Ideale conclusione di una trilogia sulla colpa e sulla redenzione – iniziata nel 2017 con First Reformed e proseguita nel 2021 con Il collezionista di carte – Il maestro giardiniere diventa per Paul Schrader la perfetta sintesi dei temi di tutta la sua carriera di regista e sceneggiatore. Roth necessita di ordine e di pace, di controllo e dell’osservanza di alcune regole, tanto nella vita quanto nel giardinaggio. Maya rappresenta invece il caos e l’imprevedibilità, l’impossibilità di tenere a bada la natura e il suo continuo manifestarsi. Schrader, cresciuto con una stretta educazione calvinista, sembra anche questa volta anticipare che il destino di ogni essere umano è già tracciato e definito senza possibilità di cambiare strada. Ma se il pessimismo dei suoi precedenti lavori – da Taxi Driver a Adam Resurrected passando per Affliction – si rivelava praticamente senza speranza, con il suo ultimo film – passato fuori concorso alla 79ª Mostra del cinema di Venezia dove Schrader ha ricevuto anche il Leone d’Oro alla carriera – il regista americano compie un grande passo avanti dandoci la possibilità di vedere uno spiraglio di luce nella desolante vita di Roth.
Ex suprematista bianco, ex membro di gruppi violenti e spietati, l’uomo sta provando a nascondersi sotto altra forma e altra vita, ma deve imparare a fare i conti con la propria essenza.
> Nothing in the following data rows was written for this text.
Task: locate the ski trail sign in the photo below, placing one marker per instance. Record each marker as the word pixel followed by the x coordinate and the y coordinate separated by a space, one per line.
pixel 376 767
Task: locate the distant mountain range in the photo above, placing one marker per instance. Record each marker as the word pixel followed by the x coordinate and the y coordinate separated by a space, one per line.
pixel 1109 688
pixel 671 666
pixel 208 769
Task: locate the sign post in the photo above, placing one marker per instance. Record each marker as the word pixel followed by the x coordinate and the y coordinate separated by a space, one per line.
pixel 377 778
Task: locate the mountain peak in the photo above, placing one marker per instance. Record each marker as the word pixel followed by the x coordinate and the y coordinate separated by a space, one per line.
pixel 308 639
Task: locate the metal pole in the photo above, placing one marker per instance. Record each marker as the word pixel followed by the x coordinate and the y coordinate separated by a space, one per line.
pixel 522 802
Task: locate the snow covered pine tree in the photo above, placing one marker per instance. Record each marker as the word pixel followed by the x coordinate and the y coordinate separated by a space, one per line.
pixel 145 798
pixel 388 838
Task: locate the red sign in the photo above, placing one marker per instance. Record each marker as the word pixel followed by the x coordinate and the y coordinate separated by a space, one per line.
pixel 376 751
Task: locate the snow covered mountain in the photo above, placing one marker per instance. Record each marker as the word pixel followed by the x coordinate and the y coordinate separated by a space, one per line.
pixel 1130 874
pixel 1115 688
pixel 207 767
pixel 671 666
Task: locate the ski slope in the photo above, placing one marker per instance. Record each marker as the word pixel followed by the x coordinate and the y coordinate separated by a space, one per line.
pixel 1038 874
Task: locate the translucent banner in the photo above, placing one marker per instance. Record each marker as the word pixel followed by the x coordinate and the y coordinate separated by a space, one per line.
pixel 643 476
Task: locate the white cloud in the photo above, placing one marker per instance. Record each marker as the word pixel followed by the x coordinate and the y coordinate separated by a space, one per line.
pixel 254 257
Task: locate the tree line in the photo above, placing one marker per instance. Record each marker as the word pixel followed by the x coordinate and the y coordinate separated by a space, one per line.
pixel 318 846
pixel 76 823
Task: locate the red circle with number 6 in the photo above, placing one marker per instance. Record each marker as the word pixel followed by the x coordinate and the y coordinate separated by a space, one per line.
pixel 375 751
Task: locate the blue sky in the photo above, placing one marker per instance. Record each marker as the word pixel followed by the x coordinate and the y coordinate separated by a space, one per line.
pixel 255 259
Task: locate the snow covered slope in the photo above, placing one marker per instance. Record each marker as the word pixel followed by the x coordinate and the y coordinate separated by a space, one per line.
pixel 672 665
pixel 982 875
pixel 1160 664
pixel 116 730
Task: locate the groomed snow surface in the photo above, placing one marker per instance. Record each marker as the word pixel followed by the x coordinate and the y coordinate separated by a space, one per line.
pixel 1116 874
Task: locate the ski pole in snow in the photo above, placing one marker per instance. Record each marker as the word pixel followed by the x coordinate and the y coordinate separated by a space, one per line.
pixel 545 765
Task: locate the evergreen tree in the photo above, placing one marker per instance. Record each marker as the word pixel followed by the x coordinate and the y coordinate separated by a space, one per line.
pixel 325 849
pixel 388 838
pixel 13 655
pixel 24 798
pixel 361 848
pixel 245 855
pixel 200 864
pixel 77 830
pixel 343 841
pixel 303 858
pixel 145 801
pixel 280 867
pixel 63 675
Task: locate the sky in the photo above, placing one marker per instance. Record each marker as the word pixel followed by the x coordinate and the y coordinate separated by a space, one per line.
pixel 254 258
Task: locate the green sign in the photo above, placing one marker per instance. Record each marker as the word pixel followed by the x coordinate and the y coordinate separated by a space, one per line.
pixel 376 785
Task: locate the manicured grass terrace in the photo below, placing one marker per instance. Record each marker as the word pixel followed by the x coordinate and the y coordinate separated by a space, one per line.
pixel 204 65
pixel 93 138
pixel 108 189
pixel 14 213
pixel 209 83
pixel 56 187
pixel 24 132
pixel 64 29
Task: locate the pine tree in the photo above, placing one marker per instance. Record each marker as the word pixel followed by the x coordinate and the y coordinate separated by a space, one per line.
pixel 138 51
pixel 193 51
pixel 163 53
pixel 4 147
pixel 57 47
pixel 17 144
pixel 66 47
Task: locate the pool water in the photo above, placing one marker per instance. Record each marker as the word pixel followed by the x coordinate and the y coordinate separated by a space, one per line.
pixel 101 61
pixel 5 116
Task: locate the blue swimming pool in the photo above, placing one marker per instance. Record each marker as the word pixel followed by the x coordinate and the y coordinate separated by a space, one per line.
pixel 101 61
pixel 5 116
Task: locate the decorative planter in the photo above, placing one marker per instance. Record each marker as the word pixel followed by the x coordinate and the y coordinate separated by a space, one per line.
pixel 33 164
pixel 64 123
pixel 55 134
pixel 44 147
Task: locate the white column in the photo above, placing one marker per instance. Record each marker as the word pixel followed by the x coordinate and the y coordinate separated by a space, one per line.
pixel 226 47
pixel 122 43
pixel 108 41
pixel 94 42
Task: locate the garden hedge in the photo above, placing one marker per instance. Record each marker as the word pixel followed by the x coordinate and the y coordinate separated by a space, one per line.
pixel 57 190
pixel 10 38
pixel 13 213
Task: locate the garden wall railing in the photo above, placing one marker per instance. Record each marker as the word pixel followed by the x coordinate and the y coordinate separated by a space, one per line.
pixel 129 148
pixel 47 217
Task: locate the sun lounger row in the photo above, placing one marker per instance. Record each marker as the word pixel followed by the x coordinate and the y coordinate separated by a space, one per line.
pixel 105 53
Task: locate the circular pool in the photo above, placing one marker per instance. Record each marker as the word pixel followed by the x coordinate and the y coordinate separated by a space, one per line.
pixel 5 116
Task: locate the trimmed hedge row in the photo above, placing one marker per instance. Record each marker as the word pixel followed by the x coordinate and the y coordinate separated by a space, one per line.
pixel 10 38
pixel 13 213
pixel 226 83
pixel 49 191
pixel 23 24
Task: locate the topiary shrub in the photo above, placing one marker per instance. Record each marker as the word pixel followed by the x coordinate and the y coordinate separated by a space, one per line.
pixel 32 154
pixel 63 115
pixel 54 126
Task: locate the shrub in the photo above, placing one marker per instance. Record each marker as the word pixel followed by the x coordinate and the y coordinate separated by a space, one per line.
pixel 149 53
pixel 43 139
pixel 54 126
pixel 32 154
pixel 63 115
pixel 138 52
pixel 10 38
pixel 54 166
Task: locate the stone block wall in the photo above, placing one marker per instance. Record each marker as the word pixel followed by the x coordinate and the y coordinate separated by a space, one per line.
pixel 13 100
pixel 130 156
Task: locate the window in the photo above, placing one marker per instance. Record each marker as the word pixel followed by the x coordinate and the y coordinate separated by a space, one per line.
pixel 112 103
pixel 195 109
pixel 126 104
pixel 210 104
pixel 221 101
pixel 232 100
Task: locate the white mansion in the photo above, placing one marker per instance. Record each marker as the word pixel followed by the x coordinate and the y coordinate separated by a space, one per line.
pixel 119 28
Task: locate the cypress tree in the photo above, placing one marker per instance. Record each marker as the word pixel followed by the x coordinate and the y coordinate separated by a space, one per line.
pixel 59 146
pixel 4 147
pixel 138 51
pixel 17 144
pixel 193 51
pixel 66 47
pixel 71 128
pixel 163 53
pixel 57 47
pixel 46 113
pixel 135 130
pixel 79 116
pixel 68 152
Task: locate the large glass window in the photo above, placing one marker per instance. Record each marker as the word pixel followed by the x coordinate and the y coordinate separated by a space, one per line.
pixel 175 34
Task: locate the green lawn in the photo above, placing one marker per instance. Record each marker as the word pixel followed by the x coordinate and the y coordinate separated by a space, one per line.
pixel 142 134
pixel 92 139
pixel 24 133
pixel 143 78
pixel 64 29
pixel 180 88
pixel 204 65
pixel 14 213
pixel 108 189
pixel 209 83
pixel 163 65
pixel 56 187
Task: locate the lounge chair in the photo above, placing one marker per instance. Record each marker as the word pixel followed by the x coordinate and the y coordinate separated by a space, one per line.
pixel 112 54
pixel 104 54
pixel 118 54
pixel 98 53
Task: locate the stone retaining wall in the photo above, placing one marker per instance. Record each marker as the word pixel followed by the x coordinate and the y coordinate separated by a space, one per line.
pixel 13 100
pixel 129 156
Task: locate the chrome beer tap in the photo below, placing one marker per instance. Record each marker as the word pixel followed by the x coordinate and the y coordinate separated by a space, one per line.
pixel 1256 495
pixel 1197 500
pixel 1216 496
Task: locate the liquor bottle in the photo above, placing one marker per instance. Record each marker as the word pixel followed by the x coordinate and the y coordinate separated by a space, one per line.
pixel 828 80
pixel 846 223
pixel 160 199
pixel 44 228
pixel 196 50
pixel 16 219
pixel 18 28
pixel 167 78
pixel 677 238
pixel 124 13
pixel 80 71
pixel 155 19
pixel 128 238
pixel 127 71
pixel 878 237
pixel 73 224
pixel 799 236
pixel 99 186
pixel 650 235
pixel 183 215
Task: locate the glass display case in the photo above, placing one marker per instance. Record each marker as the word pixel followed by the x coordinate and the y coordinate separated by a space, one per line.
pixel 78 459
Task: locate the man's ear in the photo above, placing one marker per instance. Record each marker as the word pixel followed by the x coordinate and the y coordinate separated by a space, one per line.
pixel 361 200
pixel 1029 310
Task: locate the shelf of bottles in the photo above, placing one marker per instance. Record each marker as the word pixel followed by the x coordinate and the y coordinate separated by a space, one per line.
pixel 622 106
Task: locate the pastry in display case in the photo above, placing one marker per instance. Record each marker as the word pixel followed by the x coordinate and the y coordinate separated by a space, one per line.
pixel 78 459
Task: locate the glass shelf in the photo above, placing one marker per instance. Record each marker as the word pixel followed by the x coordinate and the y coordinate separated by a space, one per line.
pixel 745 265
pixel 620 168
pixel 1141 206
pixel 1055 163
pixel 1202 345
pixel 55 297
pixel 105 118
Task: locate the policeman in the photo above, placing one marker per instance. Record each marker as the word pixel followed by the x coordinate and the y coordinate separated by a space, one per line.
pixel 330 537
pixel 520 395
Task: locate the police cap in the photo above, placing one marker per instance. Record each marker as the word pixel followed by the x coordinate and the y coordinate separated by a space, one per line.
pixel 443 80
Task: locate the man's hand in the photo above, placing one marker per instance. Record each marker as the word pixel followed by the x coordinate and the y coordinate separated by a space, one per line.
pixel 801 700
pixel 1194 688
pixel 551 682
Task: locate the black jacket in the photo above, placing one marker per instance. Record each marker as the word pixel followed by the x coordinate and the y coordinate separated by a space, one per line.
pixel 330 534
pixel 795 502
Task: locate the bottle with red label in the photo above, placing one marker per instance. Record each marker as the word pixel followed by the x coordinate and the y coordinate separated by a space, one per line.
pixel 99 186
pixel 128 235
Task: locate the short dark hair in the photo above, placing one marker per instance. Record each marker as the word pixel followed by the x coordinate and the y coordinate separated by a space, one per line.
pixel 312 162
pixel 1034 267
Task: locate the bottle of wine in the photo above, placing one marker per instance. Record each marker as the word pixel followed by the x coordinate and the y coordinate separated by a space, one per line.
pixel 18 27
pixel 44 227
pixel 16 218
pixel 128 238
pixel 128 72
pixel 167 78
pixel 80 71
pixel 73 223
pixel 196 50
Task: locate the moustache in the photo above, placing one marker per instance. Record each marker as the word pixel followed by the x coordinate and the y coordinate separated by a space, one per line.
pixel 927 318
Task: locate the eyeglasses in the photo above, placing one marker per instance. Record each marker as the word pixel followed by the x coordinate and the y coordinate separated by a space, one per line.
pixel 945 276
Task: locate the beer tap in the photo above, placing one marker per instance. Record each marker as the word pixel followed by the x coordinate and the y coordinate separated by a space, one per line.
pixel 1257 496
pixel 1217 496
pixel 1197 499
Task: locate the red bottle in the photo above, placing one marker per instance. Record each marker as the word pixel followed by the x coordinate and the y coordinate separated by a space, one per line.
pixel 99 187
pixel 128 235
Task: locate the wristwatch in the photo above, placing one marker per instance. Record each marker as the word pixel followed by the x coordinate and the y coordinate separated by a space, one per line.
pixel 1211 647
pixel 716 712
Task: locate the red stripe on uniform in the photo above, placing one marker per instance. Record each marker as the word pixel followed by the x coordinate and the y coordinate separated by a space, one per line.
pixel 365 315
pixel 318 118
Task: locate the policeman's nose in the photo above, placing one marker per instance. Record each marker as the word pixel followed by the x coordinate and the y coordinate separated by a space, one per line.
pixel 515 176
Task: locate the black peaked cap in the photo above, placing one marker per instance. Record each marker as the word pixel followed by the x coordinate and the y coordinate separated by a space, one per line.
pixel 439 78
Così come ogni pianta danneggiata può ricrescere e riprendersi, l’autore ci dice che allo stesso modo l’esistenza del suo protagonista ha in sé insita una fortissima capacità di sopravvivenza ed evoluzione. Capacità che diviene più forte in presenza di una qualche forma di cura, come quella dell’amore.
Film livido, circondato da una colonna sonora essenziale ma avvolgente, Il maestro giardiniere si staglia come opera fortemente politica ed emozionale, da un lato critica verso la deriva populista e sovranista che sta imperversando negli Stati Uniti e dall’altro inesorabilmente innamorata della vita che cresce e si sviluppa. Non può essere un caso il dettaglio di una siepe perfettamente potata e ordinata ma priva di lucentezza con a fianco la dirompente presenza delle cosiddette “erbacce”, manifestazione vegetale di un brulicare vitale e perpetuo che non è possibile arrestare.